I-Corps: Translation Potential of Early Drug Discovery Using Artificial Intelligence Meta-Modeling of Ligand-Protein Binding Affinities

This I-Corps project is focused on the development of artificial intelligence (AI)-driven strategies to accelerate early-stage drug discovery in broad therapeutic areas. Drug discovery and development is time consuming and costly with high failure rates. Success often depends on reliable identification of potential drug candidates in the early stage of the pipeline.

Virtual screening of large numbers of compounds has been very useful in identifying additional drug candidates for experimental validation and subsequent optimization. However, there still exists an unmet need for improved virtual screening due to the billions of chemical compounds and unknown target molecules or biomarkers. AI technologies have had considerable impact in drug discovery.

Improved predictions by AI-based technologies can significantly accelerate virtual screening or early-stage drug discovery and hence subsequent drug development in many disease areas, providing broad economic advantages in terms of time and cost in both biomedicine and healthcare.

This I-Corps project utilizes experiential learning coupled with a first-hand investigation of the industry ecosystem to assess the translation potential of the technology. This solution is based on the development of a general meta-modeling framework of ligand-protein binding affinity prediction by integrating traditional physical docking tools and sequence-based artificial intelligence (AI) models.

The technology has more than 1,000 pre-trained, sequence-based, deep learning models using 10 different architectures and more than 200 pre-trained machine-learning meta-models. The combined models have shown superior performance in three different benchmarks compared to exclusively structure-based AI models, suggesting that scalable virtual screening is possible without structural data for accurate prediction of binding affinities.

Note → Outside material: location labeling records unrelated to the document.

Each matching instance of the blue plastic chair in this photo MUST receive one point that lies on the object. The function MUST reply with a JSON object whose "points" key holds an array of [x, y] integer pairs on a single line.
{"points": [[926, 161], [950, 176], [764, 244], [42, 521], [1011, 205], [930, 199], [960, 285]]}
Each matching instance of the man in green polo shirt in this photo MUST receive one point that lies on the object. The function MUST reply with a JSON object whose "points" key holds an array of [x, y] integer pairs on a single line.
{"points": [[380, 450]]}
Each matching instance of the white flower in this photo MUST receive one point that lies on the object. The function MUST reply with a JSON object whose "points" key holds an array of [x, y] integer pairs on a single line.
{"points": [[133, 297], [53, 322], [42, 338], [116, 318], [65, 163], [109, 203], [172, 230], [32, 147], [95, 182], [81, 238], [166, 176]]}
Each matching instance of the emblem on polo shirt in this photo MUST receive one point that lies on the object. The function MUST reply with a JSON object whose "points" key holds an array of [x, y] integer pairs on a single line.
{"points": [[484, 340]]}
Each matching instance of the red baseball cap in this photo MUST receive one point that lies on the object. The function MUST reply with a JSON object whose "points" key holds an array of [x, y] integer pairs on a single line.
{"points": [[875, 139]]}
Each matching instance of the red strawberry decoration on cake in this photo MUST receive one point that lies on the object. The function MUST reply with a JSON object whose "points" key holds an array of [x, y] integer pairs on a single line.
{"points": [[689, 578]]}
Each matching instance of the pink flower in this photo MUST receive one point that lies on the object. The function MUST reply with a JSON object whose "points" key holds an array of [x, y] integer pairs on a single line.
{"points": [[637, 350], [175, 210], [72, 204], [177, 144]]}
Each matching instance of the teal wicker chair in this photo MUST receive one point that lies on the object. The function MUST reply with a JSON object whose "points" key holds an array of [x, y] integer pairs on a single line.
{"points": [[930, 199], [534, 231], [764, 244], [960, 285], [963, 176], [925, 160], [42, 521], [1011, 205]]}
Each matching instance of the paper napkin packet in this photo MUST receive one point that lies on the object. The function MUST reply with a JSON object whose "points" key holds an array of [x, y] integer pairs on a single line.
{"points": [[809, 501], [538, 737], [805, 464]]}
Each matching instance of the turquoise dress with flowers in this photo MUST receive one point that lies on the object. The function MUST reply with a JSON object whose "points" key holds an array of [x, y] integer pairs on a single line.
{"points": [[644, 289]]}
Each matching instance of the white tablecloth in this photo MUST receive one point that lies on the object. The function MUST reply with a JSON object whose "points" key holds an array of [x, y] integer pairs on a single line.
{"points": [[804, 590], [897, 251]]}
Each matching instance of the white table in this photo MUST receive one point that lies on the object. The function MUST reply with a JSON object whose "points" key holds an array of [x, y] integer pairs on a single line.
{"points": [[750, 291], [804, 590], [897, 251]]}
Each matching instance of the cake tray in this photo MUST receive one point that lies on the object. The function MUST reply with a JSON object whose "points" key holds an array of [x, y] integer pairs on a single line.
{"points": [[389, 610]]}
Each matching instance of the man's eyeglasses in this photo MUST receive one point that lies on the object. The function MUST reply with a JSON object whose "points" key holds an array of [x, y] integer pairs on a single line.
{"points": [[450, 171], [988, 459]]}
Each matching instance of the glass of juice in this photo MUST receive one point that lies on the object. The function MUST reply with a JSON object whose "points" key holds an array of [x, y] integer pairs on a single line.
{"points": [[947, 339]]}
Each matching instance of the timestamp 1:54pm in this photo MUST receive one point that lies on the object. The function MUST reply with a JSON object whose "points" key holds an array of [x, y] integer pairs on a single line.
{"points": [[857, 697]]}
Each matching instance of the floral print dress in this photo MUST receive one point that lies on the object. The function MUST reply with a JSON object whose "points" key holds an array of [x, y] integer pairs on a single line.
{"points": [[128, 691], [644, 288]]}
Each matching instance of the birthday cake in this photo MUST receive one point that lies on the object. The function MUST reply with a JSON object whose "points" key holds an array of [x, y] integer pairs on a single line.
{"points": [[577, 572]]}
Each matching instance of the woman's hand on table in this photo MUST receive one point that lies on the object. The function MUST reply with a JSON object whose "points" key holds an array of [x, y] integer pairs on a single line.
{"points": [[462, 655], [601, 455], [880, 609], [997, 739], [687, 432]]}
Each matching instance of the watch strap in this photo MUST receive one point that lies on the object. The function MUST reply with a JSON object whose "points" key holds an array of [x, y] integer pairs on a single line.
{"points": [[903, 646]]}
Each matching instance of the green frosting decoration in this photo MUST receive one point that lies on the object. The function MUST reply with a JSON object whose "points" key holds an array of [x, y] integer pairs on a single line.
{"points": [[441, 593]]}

A key advantage of the technology is to leverage the ensembling power of multiple tools and datasets in multi-dimensional ways, reducing model-specific bias and enhancing model-specific strengths. The technology expands the scope of diverse drug targets, providing new avenues for different diseases. In particular, the innovation may help discover and optimize small molecule ligands for challenging target proteins.

This award reflects NSF's statutory mission and has been deemed worthy of support through evaluation using the Foundation's intellectual merit and broader impacts review criteria.